Sounds like an awesome weekend. I’ll be tooling between Ann Arbor and Ypsilanti, most likely. Thanks for posting the Belloc article. I found many of his (and Chesterton’s) ideas to be — what’s the word? Intriguing? Thought-provoking? Brilliant? I’ll dig further.
And don’t think that Wisconsin hockey thing doesn’t cheese (ahem) this Michigan alum off.
Has it been a year since we met already? Time flies …
Mark, perhaps another blog or a group instance once you move here may reclaim the name, if it does not have trademark implications associated with it.
Ray, if Mitch is elected mayor, he must solemnly swear to get rid of that pathetic excuse for a patch of hair that covers the top of his head. Give it up, man, it’s GONE!
brimful, the crowds are just as insane this year. I am so proud of everyone who made the trek here and created a resounding success just on the first weekend. It rained quite heavily last night which renders the Fairgrounds a bog, so we’ll see about the numbers today.

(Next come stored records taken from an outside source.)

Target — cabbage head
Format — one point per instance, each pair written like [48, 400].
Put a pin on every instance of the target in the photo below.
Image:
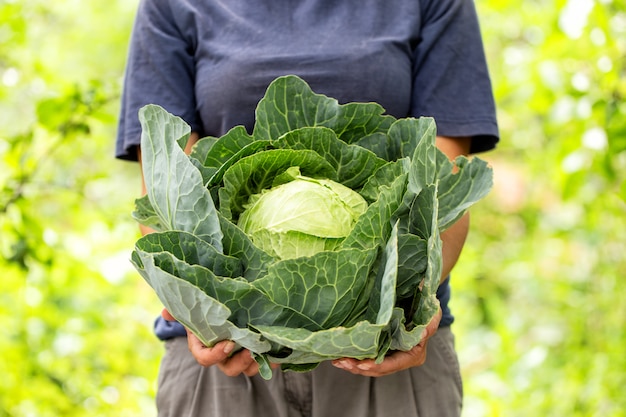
[315, 237]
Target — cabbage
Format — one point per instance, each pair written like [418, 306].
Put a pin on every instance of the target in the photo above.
[301, 217]
[315, 237]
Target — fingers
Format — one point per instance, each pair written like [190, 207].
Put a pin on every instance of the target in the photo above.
[239, 363]
[208, 356]
[221, 355]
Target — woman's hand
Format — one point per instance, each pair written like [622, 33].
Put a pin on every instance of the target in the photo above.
[396, 361]
[220, 355]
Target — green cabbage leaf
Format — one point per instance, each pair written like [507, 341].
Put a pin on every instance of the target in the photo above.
[315, 237]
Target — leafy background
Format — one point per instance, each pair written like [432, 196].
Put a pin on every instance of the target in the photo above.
[539, 291]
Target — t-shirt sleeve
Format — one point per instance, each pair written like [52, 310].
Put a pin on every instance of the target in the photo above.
[159, 70]
[451, 78]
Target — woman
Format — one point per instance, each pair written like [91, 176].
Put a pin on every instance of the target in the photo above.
[209, 62]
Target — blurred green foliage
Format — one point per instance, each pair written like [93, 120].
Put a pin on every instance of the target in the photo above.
[538, 293]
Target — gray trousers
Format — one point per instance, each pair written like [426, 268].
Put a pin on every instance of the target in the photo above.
[434, 389]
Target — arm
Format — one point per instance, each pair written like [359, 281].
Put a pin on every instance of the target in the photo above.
[453, 239]
[220, 354]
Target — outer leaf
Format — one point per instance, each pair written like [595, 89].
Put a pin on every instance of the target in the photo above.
[374, 226]
[322, 287]
[384, 177]
[412, 252]
[359, 341]
[192, 250]
[207, 318]
[424, 162]
[289, 104]
[459, 191]
[144, 214]
[425, 303]
[383, 297]
[354, 164]
[175, 187]
[236, 243]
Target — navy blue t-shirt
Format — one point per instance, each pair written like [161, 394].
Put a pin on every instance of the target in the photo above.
[211, 61]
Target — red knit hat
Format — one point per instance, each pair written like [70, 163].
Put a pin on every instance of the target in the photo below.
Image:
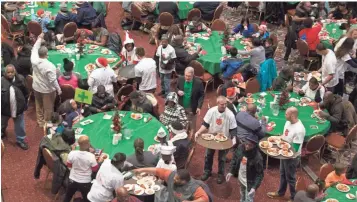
[102, 62]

Dave, in their own quaint and biased-by-the-times way, the likes of Belloc and Chesterton displayed a prescience and futuristic thought, which they actually put down as essays and theses instead of as fiction. Visionary, maybe. Thought-provoking, definitely.
Tilo, I was thinking just that as I walked by the Royal Cup a few days ago. It was just a year ago that we met there and talked of Tamil, life and everything. Happy first anniversary, dear!
i concur with brim. you ears are damn lucky, lady! i hope to see some flickr updates on pictures w/the named few.
it is way exciting to think that i’m part of the free press. ha!
//Happy first anniversary, dear!// ;-)
On the other hand it feels like I have known you for much longer than a year!